Sometimes we start by replacing a component with one that is cheaper and more readily available while maintaining the same specifications. On other occasions, the greatest benefit comes from simplifying the layout, enabling the use of a smaller, less expensive PCB. It also happens that changing the assembly technology for a single component allows us to reduce the product’s throughput time on the production line by 15%.

Individually, these changes may seem cosmetic. Taken together, however, they can reduce the product’s cost by several percent – while maintaining (or even improving) its reliability.

The ‘last resort’ trap

The biggest mistake is treating VAVE as a last resort, something to reach for only when the product ceases to be profitable. It works, but it is too little, too late.

VAVE should be a cyclical process. A product has a lifecycle: prices, technology availability and user requirements change. What was optimal two years ago may now require adjustment. Companies that permanently schedule VAVE reviews in their collaboration calendar with EMS providers have a significant advantage. Their products are continuously fine-tuned to the market, rather than only being improved when the problem has already become critical.
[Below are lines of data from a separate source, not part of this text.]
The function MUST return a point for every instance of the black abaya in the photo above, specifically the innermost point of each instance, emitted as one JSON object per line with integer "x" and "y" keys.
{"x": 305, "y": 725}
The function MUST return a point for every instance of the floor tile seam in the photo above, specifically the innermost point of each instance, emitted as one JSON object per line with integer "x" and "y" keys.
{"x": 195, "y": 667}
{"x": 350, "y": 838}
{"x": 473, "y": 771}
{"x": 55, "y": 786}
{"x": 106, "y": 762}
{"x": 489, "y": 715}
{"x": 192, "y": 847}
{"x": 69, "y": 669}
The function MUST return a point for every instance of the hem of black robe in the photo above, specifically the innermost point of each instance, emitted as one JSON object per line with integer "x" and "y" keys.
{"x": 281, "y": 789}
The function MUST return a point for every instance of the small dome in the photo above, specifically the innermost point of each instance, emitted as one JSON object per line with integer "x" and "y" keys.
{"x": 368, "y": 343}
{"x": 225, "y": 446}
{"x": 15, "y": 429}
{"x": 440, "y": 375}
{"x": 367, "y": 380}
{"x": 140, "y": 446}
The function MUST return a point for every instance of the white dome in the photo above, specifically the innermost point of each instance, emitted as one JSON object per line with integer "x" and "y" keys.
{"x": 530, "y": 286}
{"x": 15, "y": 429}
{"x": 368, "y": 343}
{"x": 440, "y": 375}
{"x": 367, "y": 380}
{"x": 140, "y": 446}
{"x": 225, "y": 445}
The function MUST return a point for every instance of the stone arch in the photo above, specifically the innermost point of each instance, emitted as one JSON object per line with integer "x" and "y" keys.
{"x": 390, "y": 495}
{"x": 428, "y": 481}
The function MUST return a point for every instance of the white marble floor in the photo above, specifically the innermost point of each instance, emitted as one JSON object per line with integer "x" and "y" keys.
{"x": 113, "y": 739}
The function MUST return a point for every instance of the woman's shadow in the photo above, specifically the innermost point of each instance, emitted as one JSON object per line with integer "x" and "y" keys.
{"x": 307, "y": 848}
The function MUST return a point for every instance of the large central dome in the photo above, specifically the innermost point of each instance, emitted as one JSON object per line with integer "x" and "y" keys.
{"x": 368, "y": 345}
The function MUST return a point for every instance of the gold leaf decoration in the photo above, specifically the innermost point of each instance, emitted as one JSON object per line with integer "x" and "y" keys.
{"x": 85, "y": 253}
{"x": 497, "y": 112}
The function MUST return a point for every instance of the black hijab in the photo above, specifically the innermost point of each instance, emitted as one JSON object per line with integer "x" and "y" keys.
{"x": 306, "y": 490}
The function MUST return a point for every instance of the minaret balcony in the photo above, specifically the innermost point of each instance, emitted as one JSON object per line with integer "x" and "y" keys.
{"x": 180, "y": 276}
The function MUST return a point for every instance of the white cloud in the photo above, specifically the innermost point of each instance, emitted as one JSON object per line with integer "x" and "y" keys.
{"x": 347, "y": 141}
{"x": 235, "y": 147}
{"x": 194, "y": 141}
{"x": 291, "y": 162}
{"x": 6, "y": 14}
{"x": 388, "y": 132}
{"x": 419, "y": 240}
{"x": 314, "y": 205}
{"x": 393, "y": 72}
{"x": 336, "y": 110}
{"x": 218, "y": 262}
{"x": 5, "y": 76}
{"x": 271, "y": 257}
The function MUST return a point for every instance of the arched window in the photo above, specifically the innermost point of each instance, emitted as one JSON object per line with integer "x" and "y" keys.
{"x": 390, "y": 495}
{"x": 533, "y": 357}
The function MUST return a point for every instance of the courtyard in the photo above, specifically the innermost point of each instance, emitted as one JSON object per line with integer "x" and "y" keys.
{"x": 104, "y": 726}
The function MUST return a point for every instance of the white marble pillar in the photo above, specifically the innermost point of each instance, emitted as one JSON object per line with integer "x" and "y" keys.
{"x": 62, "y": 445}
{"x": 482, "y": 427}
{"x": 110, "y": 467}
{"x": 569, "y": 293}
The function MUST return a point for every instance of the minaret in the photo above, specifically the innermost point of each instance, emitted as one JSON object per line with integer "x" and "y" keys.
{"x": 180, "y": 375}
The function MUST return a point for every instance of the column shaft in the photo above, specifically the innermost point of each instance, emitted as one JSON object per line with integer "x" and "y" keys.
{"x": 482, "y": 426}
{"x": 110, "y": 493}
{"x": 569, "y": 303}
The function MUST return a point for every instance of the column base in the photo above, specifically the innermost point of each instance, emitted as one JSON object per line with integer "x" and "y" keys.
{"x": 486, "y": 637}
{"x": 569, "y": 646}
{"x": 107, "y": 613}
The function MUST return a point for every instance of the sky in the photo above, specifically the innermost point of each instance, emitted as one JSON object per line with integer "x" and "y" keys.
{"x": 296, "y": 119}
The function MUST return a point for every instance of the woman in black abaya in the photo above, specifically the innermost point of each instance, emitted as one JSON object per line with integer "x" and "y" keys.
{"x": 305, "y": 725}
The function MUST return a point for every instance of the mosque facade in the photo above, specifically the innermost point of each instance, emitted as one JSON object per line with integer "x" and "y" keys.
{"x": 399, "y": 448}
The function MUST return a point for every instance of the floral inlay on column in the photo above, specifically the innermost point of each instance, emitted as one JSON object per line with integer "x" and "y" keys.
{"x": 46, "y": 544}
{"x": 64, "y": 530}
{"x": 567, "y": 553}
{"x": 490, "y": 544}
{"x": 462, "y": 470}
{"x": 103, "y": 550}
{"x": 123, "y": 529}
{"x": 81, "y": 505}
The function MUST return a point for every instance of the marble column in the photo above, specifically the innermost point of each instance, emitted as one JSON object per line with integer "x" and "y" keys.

What does this mean for your business?

Ultimately, it all comes down to the numbers. VAVE delivers measurable results: lower cost of goods sold (COGS), greater flexibility in procurement and reduced risk of downtime.

But control is just as important. Knowing exactly what makes up your product’s cost and where its reserves lie changes the way you make business decisions. It allows you to react more quickly to competitors’ moves and pursue a more informed pricing strategy.

In a well-managed production process, cost is not accidental. It is the result of informed choices. VAVE is simply a tool that helps you make those choices better.